Hello together,
Furquan has landed his revert series of the new resource allocator. A little sad, but this allows us to take a deep breath and fix things without further breakage.
There is already one change series on Gerrit to bring it back [1]. This one goes the most conservative way: It moves the old allocator code aside, so we can have two versions in the tree and decide per chipset/ board which one to use.
I told people that I had something similar in mind. But actually, I don't like it very much. I fear, if we move things aside, they can be left behind and we might soon have to discuss platform deprecation again. It would also be harder to make changes in generic code like device/pci_device when one has to be sure that both allocators work fine.
So I want to propose alternatives. The obvious one, but also slowest, is to move all chipset code forward and to test and patch all the code before we merge the new allocator again. I might underestimate the pro- blems, but I still think we could get this going within a week.
Another option: we could identify the differences in the new allocator that had a part in the breakage and only provide a backward compatible implementation for those. Actually, I think it's only one: the resource constraining strategy for the domain. To make this compatible, we could a) drop all but the biggest memrange below 4G for the domain, and b) assign/steal resources from the end of the memrange at the domain level. It would closely mimic what the old code tried to achieve, so seems safe, somehow.

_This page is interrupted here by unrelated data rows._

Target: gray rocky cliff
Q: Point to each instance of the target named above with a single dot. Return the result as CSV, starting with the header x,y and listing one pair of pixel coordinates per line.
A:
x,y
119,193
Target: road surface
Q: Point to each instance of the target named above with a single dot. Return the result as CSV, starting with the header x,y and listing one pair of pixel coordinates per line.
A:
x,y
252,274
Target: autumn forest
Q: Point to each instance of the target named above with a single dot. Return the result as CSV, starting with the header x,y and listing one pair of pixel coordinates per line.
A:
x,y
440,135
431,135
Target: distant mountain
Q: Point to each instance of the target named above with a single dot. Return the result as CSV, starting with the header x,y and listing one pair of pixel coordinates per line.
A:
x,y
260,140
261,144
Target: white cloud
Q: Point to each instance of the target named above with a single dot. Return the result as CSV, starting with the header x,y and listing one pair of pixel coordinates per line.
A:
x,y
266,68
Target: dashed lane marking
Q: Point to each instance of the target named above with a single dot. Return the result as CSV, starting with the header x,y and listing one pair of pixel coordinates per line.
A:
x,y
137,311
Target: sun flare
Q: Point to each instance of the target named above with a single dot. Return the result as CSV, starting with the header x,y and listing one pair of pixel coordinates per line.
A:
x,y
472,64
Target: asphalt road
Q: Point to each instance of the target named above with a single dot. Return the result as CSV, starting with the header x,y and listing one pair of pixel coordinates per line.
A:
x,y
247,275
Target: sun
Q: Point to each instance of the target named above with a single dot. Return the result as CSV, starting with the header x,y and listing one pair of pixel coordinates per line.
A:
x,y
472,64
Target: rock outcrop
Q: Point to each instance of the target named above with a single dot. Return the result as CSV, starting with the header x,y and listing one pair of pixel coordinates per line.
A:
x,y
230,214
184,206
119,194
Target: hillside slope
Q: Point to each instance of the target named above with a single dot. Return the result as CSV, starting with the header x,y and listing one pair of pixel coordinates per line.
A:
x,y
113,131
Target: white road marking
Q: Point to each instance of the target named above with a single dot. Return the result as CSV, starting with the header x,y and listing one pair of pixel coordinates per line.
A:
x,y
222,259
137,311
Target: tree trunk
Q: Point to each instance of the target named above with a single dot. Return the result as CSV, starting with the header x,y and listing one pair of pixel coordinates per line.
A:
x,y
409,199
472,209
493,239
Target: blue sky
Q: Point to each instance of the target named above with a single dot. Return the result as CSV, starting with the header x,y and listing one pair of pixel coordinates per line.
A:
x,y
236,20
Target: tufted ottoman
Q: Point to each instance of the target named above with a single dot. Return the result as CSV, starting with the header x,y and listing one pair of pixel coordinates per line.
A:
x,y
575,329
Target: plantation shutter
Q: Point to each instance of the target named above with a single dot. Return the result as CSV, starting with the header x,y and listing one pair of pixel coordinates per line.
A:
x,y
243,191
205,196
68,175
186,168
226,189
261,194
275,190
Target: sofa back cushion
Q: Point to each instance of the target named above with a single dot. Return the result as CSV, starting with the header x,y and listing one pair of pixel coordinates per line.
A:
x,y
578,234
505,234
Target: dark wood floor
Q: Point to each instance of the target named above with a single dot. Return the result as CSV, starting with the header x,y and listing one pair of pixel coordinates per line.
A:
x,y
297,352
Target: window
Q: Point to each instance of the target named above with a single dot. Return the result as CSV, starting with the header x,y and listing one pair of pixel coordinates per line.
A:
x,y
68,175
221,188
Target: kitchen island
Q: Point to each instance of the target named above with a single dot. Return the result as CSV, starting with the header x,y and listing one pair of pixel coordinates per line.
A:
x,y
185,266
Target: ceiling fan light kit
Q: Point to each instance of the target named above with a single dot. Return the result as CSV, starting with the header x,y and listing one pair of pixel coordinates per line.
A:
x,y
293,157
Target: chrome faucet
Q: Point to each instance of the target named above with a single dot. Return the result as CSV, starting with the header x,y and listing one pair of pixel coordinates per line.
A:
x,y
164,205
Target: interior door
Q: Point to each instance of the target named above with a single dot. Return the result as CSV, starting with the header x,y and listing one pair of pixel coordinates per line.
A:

I can write patches for the latter, if we want to try this way.
Nico
[1] https://review.coreboot.org/c/coreboot/+/41442/
PS. Had some random thoughts I don't want to forget but didn't know where to put them down: * Debug messages. There is a lot of BIOS_SPEW (was already like this in the old code). Things that are only printed once per pass per bridge shouldn't be considered SPEW, IMO. * The above-4G memrange should be aligned to a power of 2 for better MTRR usage (if that isn't the case already?).